SOME JOBS MEET THE DIVISION
A point often overlooked in any debate about green energy versus fossil fuel jobs is that the line between the two can blur. To install wind turbines, for example, you need truckers, electricians, and mechanics.
“These are the same people who do the work,” Sentz said. “You call it green, but it’s still a trucker.”
Likewise, jobs related to the installation or repair of power and transmission lines are critical for the renewable energy and fossil fuel industries. The renewable energy growth envisioned by Biden will require massive construction of transmission and power lines to deliver electricity from solar parks and wind farms on the sunny plains to the energy-hungry coasts. Whether for fossil fuels or renewable projects, the electricians who set up the lines are already in demand.
The number of job advertisements in the electric power distribution sector has increased by 35% in the past two years, according to Emsi, and the number of jobs in the construction of power lines and communication increased by 63%.
“They have a hard time finding the people they need for the jobs they do,” Sentz said.
Power line installers, in demand everywhere, make about $ 72,000 a year, more than some in the power industry, according to Emsi.
“Every county in the country needs it,” Sentz said.
An electrician who has spent 20 years working on transmission lines for coal-fired power plants will be in high demand when building infrastructure for renewable energy projects, and these tend to be union jobs, said Bob Keefe, executive director of E2, a non-partisan group. which advocates policies in the service of the economy and the environment.
“Stringing power lines is stringing power lines,” Keefe said. “We just do it better and more efficiently and connect them to the right places that need it to move some of the renewable energy we are now producing to where it needs to be.”
ARE OLD JOBS DISAPPEARING FASTER THAN NEW JOBS?
It’s hard to say. The oil, gas and chemical industries lost 107,000 jobs from March to August last year, according to a Deloitte study. It came after the pandemic crushed demand for jet fuel and gasoline as tens of millions remained at home.
Jobs in coal mines have been declining for years, from a peak of 92,000 workers in 2011 to 52,804 in 2019, according to the Energy Information Administration.
Biden wants to spend $ 16 billion to put hundreds of thousands of these people back to work by capping unclogged oil wells and mines. However, any such expenditure would require congressional approval, so the number of jobs that could be created remains uncertain.

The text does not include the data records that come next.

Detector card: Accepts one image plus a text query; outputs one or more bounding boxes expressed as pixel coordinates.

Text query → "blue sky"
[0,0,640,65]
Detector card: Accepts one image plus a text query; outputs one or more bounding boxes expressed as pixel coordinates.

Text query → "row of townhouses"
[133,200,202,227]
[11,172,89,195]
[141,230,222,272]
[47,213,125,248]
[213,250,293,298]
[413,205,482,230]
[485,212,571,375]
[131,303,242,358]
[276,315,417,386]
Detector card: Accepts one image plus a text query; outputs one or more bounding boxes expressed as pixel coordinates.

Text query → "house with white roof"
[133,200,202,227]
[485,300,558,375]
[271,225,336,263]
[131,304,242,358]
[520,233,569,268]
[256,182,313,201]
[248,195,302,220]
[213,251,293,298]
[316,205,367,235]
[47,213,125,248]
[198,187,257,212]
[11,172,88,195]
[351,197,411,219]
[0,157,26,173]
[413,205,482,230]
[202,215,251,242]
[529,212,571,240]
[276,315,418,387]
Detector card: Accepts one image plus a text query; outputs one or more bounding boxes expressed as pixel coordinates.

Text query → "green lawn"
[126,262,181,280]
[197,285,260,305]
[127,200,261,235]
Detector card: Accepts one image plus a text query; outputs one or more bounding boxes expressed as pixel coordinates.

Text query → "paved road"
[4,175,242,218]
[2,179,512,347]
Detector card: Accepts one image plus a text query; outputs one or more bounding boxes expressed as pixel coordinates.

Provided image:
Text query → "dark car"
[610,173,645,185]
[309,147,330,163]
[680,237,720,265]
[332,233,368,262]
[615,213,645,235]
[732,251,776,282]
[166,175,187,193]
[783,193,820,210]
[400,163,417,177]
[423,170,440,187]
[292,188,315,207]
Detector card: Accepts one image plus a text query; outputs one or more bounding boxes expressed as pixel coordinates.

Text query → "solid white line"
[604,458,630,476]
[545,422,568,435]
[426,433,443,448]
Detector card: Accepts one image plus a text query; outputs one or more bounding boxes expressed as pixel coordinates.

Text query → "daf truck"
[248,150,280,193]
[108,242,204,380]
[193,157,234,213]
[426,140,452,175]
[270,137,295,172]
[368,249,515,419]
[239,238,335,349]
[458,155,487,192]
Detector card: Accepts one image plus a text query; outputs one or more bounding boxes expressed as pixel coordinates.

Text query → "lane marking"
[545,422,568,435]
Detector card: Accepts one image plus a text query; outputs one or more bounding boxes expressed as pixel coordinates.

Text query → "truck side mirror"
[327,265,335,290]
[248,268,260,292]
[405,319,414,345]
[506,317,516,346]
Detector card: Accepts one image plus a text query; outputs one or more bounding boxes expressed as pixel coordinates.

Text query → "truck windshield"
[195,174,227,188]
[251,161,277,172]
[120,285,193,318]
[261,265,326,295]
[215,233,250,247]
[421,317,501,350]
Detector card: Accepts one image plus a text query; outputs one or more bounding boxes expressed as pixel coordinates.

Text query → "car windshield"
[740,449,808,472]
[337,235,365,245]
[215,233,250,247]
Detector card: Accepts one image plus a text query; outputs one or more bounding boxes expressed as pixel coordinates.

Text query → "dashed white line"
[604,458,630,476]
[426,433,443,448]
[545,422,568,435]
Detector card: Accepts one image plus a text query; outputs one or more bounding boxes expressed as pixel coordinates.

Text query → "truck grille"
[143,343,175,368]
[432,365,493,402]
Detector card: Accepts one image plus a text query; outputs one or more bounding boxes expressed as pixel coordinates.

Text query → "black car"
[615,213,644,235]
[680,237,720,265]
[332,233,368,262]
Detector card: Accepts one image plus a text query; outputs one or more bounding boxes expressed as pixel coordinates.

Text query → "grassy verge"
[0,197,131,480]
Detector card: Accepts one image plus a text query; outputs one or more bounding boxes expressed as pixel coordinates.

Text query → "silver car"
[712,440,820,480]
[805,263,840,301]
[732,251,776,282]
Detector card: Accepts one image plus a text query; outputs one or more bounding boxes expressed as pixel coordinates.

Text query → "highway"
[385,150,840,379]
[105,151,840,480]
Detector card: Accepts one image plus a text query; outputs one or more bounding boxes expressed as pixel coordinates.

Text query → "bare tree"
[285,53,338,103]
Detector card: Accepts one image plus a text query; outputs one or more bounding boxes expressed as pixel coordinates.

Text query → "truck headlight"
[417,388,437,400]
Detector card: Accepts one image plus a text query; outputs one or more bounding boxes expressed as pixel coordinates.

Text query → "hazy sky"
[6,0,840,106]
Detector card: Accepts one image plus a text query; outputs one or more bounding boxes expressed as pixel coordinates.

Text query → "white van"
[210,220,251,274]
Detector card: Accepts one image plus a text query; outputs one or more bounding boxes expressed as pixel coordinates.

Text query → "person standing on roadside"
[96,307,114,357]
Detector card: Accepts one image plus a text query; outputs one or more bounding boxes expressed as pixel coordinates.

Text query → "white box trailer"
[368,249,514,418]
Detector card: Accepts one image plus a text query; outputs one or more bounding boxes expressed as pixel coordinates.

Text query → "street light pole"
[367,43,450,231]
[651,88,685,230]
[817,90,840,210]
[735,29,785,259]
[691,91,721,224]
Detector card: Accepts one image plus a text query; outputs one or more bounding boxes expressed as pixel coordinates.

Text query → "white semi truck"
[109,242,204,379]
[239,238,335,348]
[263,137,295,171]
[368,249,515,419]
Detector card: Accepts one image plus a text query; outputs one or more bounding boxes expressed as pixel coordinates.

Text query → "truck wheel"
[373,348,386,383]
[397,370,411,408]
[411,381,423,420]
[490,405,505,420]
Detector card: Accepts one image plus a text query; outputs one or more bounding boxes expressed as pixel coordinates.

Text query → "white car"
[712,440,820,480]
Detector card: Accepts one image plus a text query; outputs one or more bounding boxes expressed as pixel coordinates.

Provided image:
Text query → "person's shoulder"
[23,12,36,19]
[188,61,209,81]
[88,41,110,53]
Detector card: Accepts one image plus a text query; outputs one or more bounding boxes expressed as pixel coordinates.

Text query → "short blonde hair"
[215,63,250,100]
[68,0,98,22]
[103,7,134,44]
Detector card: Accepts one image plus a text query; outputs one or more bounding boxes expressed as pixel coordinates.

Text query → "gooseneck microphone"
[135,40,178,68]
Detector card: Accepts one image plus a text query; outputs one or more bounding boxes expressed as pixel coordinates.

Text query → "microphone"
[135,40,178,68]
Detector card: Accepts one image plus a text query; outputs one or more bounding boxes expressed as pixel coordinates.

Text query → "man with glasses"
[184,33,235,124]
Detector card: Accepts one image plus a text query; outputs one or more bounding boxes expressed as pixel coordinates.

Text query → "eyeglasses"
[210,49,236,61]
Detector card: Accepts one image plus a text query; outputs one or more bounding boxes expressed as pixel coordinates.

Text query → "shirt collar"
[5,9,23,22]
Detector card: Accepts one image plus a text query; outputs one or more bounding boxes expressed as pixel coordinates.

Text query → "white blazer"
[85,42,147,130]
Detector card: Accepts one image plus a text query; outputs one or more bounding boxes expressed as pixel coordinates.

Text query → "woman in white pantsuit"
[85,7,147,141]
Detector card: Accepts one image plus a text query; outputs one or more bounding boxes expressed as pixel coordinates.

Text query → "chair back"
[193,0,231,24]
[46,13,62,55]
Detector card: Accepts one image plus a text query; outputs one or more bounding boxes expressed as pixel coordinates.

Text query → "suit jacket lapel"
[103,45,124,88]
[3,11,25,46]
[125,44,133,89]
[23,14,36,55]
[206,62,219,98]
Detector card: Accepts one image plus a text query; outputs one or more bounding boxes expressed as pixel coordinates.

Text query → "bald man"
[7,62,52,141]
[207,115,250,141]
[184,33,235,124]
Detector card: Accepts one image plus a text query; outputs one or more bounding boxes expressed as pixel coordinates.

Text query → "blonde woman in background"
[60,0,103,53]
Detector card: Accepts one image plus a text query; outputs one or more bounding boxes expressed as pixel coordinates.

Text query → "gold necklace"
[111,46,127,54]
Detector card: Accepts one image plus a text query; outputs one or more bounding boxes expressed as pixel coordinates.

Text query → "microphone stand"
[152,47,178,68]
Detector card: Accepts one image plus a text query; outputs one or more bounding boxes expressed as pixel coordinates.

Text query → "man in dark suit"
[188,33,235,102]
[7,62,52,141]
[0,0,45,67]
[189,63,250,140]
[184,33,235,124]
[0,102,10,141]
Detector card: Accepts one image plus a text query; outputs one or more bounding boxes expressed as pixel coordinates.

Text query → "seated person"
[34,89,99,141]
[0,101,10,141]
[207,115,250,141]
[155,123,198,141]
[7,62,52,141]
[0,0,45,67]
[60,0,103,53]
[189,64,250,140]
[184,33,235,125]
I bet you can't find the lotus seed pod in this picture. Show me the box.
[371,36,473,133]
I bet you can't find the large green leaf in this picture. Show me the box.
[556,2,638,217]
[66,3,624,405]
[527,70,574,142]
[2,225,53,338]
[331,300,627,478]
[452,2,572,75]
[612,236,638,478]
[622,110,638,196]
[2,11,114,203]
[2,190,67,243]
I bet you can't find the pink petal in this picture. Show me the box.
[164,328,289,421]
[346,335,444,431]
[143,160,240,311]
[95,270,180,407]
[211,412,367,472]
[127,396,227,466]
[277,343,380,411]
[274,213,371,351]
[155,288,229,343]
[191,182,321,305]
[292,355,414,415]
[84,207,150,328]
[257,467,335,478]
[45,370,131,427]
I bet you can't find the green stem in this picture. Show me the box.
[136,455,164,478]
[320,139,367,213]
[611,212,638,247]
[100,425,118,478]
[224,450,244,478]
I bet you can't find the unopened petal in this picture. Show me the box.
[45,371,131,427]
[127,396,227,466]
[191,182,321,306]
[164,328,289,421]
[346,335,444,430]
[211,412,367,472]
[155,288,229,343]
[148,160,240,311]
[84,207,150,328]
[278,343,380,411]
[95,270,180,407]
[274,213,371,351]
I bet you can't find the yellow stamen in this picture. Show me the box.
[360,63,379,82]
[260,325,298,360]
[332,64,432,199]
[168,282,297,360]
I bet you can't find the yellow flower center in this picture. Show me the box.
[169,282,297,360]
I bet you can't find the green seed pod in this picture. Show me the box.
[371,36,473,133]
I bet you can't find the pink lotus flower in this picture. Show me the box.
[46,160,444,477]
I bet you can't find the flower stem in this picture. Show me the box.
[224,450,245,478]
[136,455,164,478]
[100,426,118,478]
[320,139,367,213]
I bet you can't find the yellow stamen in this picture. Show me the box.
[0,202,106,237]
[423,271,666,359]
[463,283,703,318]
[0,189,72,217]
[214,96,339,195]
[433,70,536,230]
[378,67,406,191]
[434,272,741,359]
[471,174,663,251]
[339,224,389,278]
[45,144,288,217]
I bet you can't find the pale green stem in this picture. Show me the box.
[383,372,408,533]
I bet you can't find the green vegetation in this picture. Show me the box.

Offshore wind projects in the United States generated approximately 7,500 jobs in 2020. And projects developed off the American coast are expected to create 85,000 jobs over the next decade, although those jobs will not necessarily be filled in the United States, according to Rystad Energy, a consulting firm. Much construction and maintenance is handled outside of the United States, despite the project sites off the United States coast.
At the same time, the demand for solar sales representatives increased by 70%, based on the number of job openings, and by 56% for solar installers from 2019 to 2020, according to Burning Glass. However, it is not clear whether the number of workers employed in such jobs has increased or decreased because the pandemic has delayed many solar installation projects.
No one disputes, however, that it will take time for the majority of workers in the fossil fuel industries to find work in renewable energy.
“It will be up to companies to help their existing workers adapt,” Sigelman said.